Harris and his business partner, Herbert Murphy, created a nonprofit youth program in Florida, called Arts Conservatory for Teens, which aims to teach middle and high schoolers life skills through the arts. He said as they learn drama and music, the students are also learning about leadership and skills to help guide them in solid career paths.
“They are learning the art of leadership and entrepreneurship,” he said. “There’s this holistic approach for them to understand the opportunities around them and provide accessibility to those opportunities.”
At 3:30 p.m. Wednesday, August 21 in the Hall of Philosophy, Harris and Murphy will speak about the power of education through the arts in their lecture, “Building Bridges for Inclusive Success Through the Arts,” as part of the African American Heritage House Speaker Series.
Arts Conservatory for Teens, or ACT, is a before- and after-school program where students spend time in both meditation and workshops.
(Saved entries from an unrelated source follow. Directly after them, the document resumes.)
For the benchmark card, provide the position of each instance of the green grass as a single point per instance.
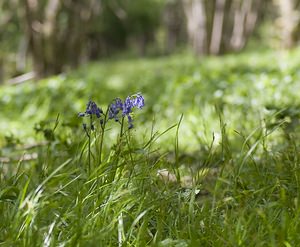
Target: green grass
(235, 155)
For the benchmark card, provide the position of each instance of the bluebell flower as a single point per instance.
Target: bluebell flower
(130, 120)
(91, 109)
(138, 101)
(127, 106)
(115, 108)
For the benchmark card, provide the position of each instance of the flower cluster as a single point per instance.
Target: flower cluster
(136, 100)
(116, 110)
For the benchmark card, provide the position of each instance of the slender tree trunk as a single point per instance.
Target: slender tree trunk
(196, 25)
(217, 28)
(238, 39)
(288, 22)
They spend an hour before school in workshops that get them in the right headspace for school, with activities like acting out their best behaviors, along with other exercises.
“We bring a DJ, and it’s kind of like tailgating or a pep rally, if you will, centered around education and positive behavior before school,” Harris said.
ACT is different than other youth programs that most people are familiar with, he said.
“We take a holistic approach to learning,” Harris said. “We don’t confine the arts to the traditional understanding of performing and visual arts. … We expand that space to the art of leadership, the art of entrepreneurship and the art of financial literacy.”
After school, students spend two hours in their respective age groups learning about music, cinema, dance and other arts. Harris said through this program, he and his team are trying to change Florida’s education policies and “close the achievement gap.”
“There’s an art to tap into awakening the creativity of the human development,” Harris said. “We believe in creating space where there is opportunity for innovation.”
He said he endeavors to impact the next generation of professionals and help them get the education they deserve, and particularly change the mindset of success being an impossibility.
“If we could change the mindset, then we can believe that the future of that individual certainly is poised for the highest level of greatness,” Harris said.
He hopes to share with Chautauquans the effectiveness of the program and the future of education.
“One of the things that we’re going to be talking about will be a bit about what we have discovered to be effective when we’re looking at how we really bring change in a community,” Harris said.
Through education and sustainable programs, he said, the cycle of poverty can be broken. Harris said he implores Chautauquans to think about youth organizations with which they are familiar and think about how some youth programs can be more than just “something to do after school — that’s a temporary fix.”
“We know we have to (make) real change — it has to get to the root, and part of that is finding a model that works and then slowly start to integrate,” Harris said.